Anti- bacterial therapy may also decrease the inflammation burden in CF airway. A number of evidence indicates that macrolides reduce formation of pro-inflammatory cytokines in vitro and in vivo and also inhibit PMN migration and activation (56). In a multicenter, double-blind, placebo-controlled trial, 87 CF patients were randomized to oral azithromycin (250 or 500 mg) 3 days a week for 168 days, whereas 98 CF patients received placebo. Patients on azithromycin showed a significant improvement in FEV1 and experienced less exacerbation in comparison with patients on placebo (57). In another study, 27 CF patients were treated with oral clarithromycin (250 mg every other
day) for 12 months (58). A reduction in TNF-α and IL-8 levels in plasma and sputum associated with a significant amelioration of lung functions was observed (58).

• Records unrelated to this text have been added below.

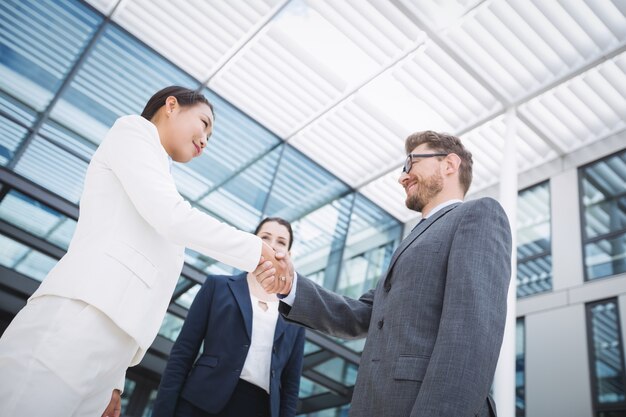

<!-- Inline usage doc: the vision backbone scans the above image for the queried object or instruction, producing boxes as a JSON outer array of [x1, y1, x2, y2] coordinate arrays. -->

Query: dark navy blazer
[[152, 273, 305, 417]]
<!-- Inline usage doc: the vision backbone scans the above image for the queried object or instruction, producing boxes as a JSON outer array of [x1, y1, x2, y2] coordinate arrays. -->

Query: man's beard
[[405, 172, 444, 212]]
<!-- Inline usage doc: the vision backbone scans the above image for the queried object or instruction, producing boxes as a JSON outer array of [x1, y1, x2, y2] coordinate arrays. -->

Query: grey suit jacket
[[280, 198, 512, 417]]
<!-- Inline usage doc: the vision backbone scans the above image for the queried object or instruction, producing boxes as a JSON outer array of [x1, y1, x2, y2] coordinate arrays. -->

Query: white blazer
[[31, 115, 261, 365]]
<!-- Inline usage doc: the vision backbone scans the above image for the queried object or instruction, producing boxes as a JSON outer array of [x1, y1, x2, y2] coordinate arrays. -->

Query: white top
[[239, 294, 279, 393]]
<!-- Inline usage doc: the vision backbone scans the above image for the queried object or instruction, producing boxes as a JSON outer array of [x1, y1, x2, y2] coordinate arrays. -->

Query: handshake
[[257, 242, 294, 295]]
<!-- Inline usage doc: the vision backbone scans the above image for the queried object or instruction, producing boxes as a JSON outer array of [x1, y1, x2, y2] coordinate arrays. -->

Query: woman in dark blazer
[[152, 217, 305, 417]]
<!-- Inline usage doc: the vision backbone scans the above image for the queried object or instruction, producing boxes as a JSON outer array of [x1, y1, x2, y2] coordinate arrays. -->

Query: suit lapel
[[384, 203, 461, 283], [228, 273, 253, 341], [274, 315, 287, 343]]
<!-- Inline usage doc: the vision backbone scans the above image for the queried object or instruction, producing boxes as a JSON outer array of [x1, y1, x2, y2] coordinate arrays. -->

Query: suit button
[[234, 369, 240, 373], [377, 319, 384, 329], [273, 346, 277, 354], [271, 370, 275, 378], [243, 344, 249, 349]]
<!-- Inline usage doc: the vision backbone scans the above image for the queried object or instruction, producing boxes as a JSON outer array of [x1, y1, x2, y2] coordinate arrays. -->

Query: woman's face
[[256, 221, 291, 254], [158, 98, 214, 163]]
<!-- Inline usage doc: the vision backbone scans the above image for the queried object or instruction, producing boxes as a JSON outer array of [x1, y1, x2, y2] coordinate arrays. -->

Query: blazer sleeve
[[279, 327, 306, 417], [279, 274, 374, 339], [411, 198, 512, 417], [99, 116, 261, 272], [152, 277, 215, 417]]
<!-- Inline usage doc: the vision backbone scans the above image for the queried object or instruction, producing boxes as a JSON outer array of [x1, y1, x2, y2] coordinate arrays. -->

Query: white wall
[[525, 304, 593, 417]]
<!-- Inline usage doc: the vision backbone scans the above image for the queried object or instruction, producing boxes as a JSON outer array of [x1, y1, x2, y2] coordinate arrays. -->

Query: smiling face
[[398, 144, 445, 213], [256, 221, 291, 255], [157, 97, 214, 163]]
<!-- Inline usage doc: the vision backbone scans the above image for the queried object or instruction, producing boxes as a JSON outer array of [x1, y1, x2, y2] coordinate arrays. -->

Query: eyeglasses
[[402, 153, 448, 173]]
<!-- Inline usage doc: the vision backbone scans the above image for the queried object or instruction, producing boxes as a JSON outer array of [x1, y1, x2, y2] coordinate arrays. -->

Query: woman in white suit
[[0, 86, 288, 417]]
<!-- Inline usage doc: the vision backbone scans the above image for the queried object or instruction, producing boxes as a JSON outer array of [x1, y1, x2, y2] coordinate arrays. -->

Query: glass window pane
[[48, 24, 198, 145], [264, 146, 349, 221], [337, 194, 401, 298], [0, 191, 76, 250], [14, 136, 88, 203], [588, 300, 626, 405], [312, 357, 357, 386], [517, 182, 552, 297], [199, 146, 282, 230], [0, 93, 38, 165], [0, 234, 57, 282], [516, 318, 525, 417], [0, 0, 102, 111], [120, 378, 137, 415], [158, 312, 184, 342], [299, 376, 330, 398], [581, 150, 626, 281]]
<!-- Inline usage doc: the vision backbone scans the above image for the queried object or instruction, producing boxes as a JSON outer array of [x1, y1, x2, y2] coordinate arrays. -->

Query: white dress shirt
[[239, 294, 279, 393]]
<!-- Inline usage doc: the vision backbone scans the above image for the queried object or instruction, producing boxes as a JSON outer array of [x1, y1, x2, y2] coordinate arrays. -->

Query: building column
[[493, 108, 518, 417]]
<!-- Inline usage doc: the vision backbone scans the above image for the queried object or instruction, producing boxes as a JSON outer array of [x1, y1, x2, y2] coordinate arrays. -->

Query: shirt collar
[[422, 199, 463, 220]]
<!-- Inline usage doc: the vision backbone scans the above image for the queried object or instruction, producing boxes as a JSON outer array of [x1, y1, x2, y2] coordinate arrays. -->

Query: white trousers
[[0, 295, 139, 417]]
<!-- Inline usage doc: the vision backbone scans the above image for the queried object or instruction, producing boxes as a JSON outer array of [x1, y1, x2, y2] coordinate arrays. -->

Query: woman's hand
[[101, 389, 121, 417]]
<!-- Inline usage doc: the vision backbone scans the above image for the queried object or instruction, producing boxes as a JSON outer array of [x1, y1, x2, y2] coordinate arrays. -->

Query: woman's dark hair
[[141, 86, 214, 120], [254, 217, 294, 250]]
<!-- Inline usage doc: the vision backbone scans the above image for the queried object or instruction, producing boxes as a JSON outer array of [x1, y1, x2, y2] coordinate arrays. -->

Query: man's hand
[[256, 247, 294, 295], [101, 389, 121, 417]]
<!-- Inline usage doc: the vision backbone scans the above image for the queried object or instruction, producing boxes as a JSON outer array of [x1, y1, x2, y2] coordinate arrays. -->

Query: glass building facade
[[0, 0, 402, 415]]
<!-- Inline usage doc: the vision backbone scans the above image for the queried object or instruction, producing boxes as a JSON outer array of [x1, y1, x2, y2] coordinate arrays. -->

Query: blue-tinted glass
[[0, 190, 76, 250], [585, 235, 626, 280], [291, 195, 352, 278], [516, 318, 525, 417], [517, 182, 551, 297], [264, 146, 349, 221], [581, 151, 626, 281], [337, 194, 401, 298], [200, 146, 282, 230], [0, 0, 102, 111], [0, 93, 38, 165], [158, 312, 184, 342], [184, 88, 281, 187], [299, 376, 330, 398], [175, 283, 201, 309], [589, 301, 626, 404], [0, 234, 57, 282], [14, 136, 88, 203], [120, 379, 137, 415], [517, 255, 552, 298], [49, 24, 199, 144], [313, 358, 357, 386]]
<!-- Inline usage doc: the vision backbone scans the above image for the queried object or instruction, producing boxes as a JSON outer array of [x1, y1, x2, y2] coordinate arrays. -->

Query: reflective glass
[[290, 195, 352, 279], [49, 24, 198, 145], [0, 190, 76, 249], [299, 376, 330, 398], [581, 150, 626, 280], [588, 300, 626, 404], [0, 0, 102, 111], [516, 318, 525, 417], [337, 194, 401, 298], [120, 378, 137, 415], [312, 357, 357, 386], [517, 182, 552, 297], [0, 234, 57, 282], [264, 146, 349, 221], [199, 146, 282, 231], [158, 312, 184, 342], [14, 136, 89, 203], [175, 283, 201, 310], [0, 93, 37, 165]]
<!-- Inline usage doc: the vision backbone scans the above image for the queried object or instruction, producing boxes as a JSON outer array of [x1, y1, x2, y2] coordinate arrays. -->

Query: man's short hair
[[405, 131, 473, 194]]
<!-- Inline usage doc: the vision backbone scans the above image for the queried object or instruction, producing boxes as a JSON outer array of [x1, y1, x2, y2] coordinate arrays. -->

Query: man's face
[[398, 145, 444, 212]]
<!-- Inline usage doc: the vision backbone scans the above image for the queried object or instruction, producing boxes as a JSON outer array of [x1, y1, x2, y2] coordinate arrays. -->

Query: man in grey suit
[[257, 130, 512, 417]]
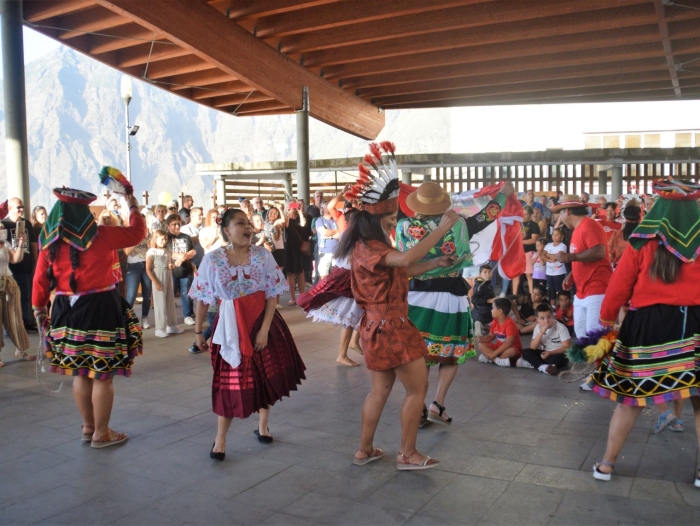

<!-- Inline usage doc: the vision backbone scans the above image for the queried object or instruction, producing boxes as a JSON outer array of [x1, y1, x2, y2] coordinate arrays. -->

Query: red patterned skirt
[[210, 301, 306, 419]]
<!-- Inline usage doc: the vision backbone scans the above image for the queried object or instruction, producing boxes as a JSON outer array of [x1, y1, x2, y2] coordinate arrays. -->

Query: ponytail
[[69, 246, 80, 293], [650, 243, 681, 284]]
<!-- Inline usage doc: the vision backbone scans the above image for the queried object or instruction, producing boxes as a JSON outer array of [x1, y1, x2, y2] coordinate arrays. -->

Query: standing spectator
[[315, 201, 339, 280], [124, 226, 152, 330], [263, 206, 286, 271], [532, 206, 548, 241], [199, 209, 221, 253], [608, 199, 642, 268], [149, 204, 167, 233], [165, 214, 196, 325], [525, 189, 543, 214], [178, 195, 193, 224], [167, 201, 179, 220], [531, 237, 547, 292], [284, 203, 310, 305], [597, 202, 622, 242], [146, 230, 179, 337], [31, 206, 47, 231], [3, 197, 39, 332], [251, 197, 267, 220], [515, 205, 540, 296], [553, 195, 612, 338], [239, 199, 253, 220], [305, 191, 323, 219], [542, 227, 568, 303], [471, 264, 496, 336], [182, 206, 204, 267], [0, 223, 31, 364], [538, 195, 552, 223]]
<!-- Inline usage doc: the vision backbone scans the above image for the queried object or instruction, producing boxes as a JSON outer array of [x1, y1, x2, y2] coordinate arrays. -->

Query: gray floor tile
[[0, 484, 94, 524], [514, 464, 633, 497], [281, 491, 413, 525], [477, 481, 566, 525], [364, 468, 457, 513]]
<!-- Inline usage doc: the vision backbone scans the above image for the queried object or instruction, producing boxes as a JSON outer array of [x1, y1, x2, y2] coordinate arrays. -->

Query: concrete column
[[295, 87, 310, 204], [401, 169, 412, 185], [423, 169, 432, 182], [611, 166, 623, 198], [598, 169, 608, 195], [283, 174, 293, 200], [1, 0, 30, 207], [215, 175, 227, 206]]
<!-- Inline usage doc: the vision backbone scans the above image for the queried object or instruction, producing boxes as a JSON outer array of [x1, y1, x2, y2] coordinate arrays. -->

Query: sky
[[6, 26, 700, 154]]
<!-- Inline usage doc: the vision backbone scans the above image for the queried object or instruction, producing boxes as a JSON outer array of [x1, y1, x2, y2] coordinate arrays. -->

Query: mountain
[[0, 46, 452, 209]]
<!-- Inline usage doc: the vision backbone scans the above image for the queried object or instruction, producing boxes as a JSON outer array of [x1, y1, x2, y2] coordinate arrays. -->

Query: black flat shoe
[[210, 443, 225, 461], [254, 429, 273, 444]]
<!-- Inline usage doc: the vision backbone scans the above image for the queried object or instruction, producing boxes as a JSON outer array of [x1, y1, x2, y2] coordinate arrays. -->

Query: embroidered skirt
[[45, 289, 143, 379], [408, 291, 475, 366], [589, 304, 700, 406], [210, 310, 306, 419]]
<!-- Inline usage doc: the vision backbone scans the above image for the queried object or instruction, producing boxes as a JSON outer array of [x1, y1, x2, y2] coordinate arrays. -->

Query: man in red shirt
[[553, 195, 612, 338], [596, 202, 622, 241]]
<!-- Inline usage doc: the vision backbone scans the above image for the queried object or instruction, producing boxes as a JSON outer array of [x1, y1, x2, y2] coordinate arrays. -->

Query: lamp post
[[120, 75, 139, 182]]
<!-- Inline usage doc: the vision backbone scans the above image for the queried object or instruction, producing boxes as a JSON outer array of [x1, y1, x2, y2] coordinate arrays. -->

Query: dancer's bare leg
[[349, 330, 363, 355], [213, 416, 233, 454], [258, 407, 271, 436], [357, 369, 395, 460], [73, 376, 95, 434], [598, 404, 643, 474], [92, 377, 116, 439], [337, 326, 359, 366], [429, 364, 458, 420], [288, 274, 297, 303], [394, 357, 431, 465]]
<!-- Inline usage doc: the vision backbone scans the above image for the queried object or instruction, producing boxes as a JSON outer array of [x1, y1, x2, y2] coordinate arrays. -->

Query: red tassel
[[379, 141, 396, 154], [369, 143, 382, 161]]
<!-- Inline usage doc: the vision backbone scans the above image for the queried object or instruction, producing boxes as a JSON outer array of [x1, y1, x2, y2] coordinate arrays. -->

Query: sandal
[[81, 425, 95, 442], [287, 300, 296, 306], [397, 450, 439, 471], [427, 401, 453, 426], [653, 409, 676, 434], [353, 447, 384, 466], [669, 419, 684, 433], [593, 460, 615, 481], [90, 429, 128, 449], [419, 406, 432, 428], [14, 350, 36, 362]]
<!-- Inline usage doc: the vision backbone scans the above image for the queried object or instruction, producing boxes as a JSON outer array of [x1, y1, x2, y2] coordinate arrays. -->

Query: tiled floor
[[1, 296, 699, 525]]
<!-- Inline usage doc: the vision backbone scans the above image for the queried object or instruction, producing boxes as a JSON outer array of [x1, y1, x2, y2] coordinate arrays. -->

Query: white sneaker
[[478, 354, 491, 364], [155, 329, 168, 338], [498, 292, 507, 298], [494, 357, 511, 367], [141, 318, 151, 329], [516, 357, 534, 369], [580, 377, 592, 391], [183, 317, 195, 326], [167, 325, 185, 334]]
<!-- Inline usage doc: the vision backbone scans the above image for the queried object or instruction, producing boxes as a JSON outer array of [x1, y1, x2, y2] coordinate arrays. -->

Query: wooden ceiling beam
[[56, 6, 130, 40], [302, 7, 700, 68], [358, 58, 669, 98], [116, 42, 190, 68], [339, 38, 700, 89], [88, 24, 162, 54], [371, 70, 695, 106], [278, 0, 650, 53], [236, 109, 296, 117], [166, 70, 239, 91], [135, 55, 214, 80], [253, 0, 490, 39], [24, 0, 95, 22], [210, 92, 273, 108], [326, 38, 686, 81], [190, 80, 253, 100], [208, 1, 339, 21], [96, 0, 384, 139], [232, 100, 290, 115], [653, 0, 682, 96]]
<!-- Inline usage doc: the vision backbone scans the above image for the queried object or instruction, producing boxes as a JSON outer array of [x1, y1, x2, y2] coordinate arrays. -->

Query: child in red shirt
[[555, 290, 575, 337], [477, 298, 522, 367]]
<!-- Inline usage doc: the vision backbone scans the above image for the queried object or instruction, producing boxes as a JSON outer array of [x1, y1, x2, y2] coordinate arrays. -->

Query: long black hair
[[334, 209, 392, 260]]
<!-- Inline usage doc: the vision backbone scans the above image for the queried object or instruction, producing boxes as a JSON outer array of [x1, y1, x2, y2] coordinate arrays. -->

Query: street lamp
[[120, 75, 138, 182]]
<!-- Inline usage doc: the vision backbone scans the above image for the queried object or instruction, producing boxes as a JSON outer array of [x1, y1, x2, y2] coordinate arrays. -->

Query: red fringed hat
[[345, 141, 400, 215], [52, 187, 98, 205]]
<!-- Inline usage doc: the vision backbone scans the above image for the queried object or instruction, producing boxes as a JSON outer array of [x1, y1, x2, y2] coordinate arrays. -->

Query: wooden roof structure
[[24, 0, 700, 140]]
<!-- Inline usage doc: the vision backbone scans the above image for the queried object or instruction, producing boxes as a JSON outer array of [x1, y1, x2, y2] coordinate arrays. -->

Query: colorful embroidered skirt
[[45, 289, 143, 379], [589, 304, 700, 406], [210, 310, 306, 419], [407, 291, 475, 366]]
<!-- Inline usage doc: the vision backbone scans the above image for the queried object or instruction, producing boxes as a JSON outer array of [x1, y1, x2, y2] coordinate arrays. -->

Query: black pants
[[521, 348, 568, 369]]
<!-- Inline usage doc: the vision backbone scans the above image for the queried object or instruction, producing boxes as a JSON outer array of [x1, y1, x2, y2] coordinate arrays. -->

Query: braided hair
[[45, 241, 81, 293]]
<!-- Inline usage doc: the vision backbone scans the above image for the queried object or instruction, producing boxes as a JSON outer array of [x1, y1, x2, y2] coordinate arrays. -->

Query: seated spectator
[[517, 304, 571, 375], [471, 264, 495, 336], [512, 285, 547, 334], [555, 290, 575, 336], [477, 297, 522, 367]]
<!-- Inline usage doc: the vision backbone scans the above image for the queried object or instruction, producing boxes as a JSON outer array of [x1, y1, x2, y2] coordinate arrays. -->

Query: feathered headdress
[[99, 166, 133, 196], [345, 141, 400, 215]]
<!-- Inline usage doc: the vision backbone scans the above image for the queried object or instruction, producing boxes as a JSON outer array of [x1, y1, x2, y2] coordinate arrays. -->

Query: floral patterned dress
[[189, 246, 306, 418]]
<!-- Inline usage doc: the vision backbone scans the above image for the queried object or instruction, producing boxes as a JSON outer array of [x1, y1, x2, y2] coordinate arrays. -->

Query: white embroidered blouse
[[188, 245, 287, 305]]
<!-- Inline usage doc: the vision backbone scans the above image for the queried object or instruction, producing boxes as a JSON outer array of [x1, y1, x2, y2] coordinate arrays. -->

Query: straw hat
[[551, 195, 585, 212], [405, 182, 452, 215]]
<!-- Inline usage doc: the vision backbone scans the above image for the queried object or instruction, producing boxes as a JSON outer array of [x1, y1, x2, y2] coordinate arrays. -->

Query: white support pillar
[[295, 87, 310, 204], [611, 166, 623, 198], [283, 173, 293, 200], [1, 0, 30, 207], [598, 169, 608, 196], [215, 174, 227, 206], [401, 169, 412, 185]]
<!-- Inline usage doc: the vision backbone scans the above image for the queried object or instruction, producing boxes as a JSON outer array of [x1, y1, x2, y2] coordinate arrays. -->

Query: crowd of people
[[3, 155, 700, 483]]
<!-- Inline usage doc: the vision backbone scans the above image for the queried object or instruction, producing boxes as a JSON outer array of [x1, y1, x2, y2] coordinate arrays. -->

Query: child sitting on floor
[[471, 264, 496, 336], [555, 290, 575, 337], [517, 304, 571, 375], [512, 285, 547, 334], [477, 298, 522, 368]]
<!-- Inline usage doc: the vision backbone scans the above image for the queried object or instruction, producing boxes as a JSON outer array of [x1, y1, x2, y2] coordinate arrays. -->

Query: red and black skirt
[[210, 294, 306, 419], [297, 266, 352, 312]]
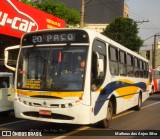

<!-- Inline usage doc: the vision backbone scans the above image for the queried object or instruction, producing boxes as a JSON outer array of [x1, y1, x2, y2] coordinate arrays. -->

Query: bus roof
[[0, 72, 13, 77], [22, 28, 148, 62]]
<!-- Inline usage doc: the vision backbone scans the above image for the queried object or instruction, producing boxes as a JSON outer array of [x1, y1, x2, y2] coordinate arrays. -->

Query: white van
[[0, 72, 14, 117]]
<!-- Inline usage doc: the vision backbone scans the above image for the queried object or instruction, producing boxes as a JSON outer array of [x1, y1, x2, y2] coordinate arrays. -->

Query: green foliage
[[20, 0, 35, 6], [21, 0, 80, 26], [103, 17, 143, 52]]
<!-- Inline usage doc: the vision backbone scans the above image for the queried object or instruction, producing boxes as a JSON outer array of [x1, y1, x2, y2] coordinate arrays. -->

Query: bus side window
[[119, 51, 127, 76], [109, 46, 119, 75], [127, 54, 134, 77], [139, 60, 143, 78], [143, 62, 148, 78], [134, 57, 139, 77], [0, 77, 9, 88], [91, 40, 106, 91]]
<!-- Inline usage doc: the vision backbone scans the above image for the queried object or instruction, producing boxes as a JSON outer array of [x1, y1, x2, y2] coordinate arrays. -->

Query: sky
[[126, 0, 160, 50]]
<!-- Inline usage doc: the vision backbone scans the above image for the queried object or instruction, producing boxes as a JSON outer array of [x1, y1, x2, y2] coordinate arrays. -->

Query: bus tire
[[150, 87, 154, 95], [135, 93, 142, 111], [99, 100, 113, 128]]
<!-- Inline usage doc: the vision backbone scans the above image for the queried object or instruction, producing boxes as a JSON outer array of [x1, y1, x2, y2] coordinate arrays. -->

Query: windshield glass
[[17, 46, 88, 91]]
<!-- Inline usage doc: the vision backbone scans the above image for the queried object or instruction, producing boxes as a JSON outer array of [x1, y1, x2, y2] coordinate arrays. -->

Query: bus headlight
[[60, 100, 79, 108], [68, 103, 72, 107], [61, 104, 65, 108]]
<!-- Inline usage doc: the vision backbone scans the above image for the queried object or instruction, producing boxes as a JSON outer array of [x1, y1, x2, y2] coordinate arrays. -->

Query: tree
[[102, 17, 143, 52], [20, 0, 35, 5], [21, 0, 80, 26]]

Stop signals and pro-resolution mediators of inflammation

The inflammatory response is a well ordered sequelae of events that physiologically culminates with resolution and restitution at integrum. It is now clear that the resolution phase of inflammation is an active process, tightly regulated by a wide number of mediators. Thus, the understanding of mechanisms involved in resolution, may provide the basis for alternative anti-inflammatory treatments.
Metabolism of unsaturated fatty acids generates a number of pro-resolution compounds.
In particular, arachidonic acid (AA) is converted by cooperation between lipoxygenases into lipoxins (LX), whereas aspirin-treated cyclooxygenase 2 (COX-2) in cooperation with 5-LO yields the 15-epi-LX (59). On the other side, eicosapentaenoic acid (EPA) is
converted by aspirin-acetylated COX-2 into resolvins of the E-series (RvE1), whereas docosahexanoid acid (DHA) can give rise to protectins/neuroprotectins (PD1) or 17Sresolvins of the D-series (RvD1) when attacked by LO or 17R-resolvins of the D-series
(AT-RvD1) in the presence of aspirin-acetylated COX-2 (60). LX and epi-LX as well as resolvins and protectins exert potent anti-inflammatory bioactions in vitro and in vivo (59,60). Interestingly, BALF from CF patients display decreased lipoxin A4 (LX4) levels (61). In addition, a LXA4 stable analog suppressed neutrophilic inflammation and reduced disease severity in a mouse model of CF (61). On the other hand, a deficiency in DHA, which is the precursor of protectins and resolvins, has been observed in CF (62),
providing a rationale for DHA trials in CF (63). Administration to 5 CF patients of 70 mg of DHA/kg body weight/d for six weeks, determined a significant increase in tissue DHA levels (64). Long-term administration of DHA to Cftr-/- mice resulted in a significant
improvement of inflammatory liver disease (65).
These observations indicate that alterations in endogenous pro-resolution signals may be also involved in CF inflammation. It may be therefore hypothesized that administration of pro-resolution drugs may represent an alternative therapeutic option to combat
inflammation in CF.

Concluding remarks

It is now clear that controlling inflammation is a challenging, however crucial, task in CF therapy. A variety of approaches have been experimented with mixed results (Table 1). It is essential to decode the key and peculiar circuits of CF inflammation to establish a
successful treatment, since conventional anti-inflammatory drugs have shown limited therapeutic efficacy. If, on one side, there is a need for more, prospective clinical trials, on the other side the indications provided by basic science should be translated into novel
approaches. In this respect, the synthesis and the use of pro-resolutions drugs may be worth pursuing.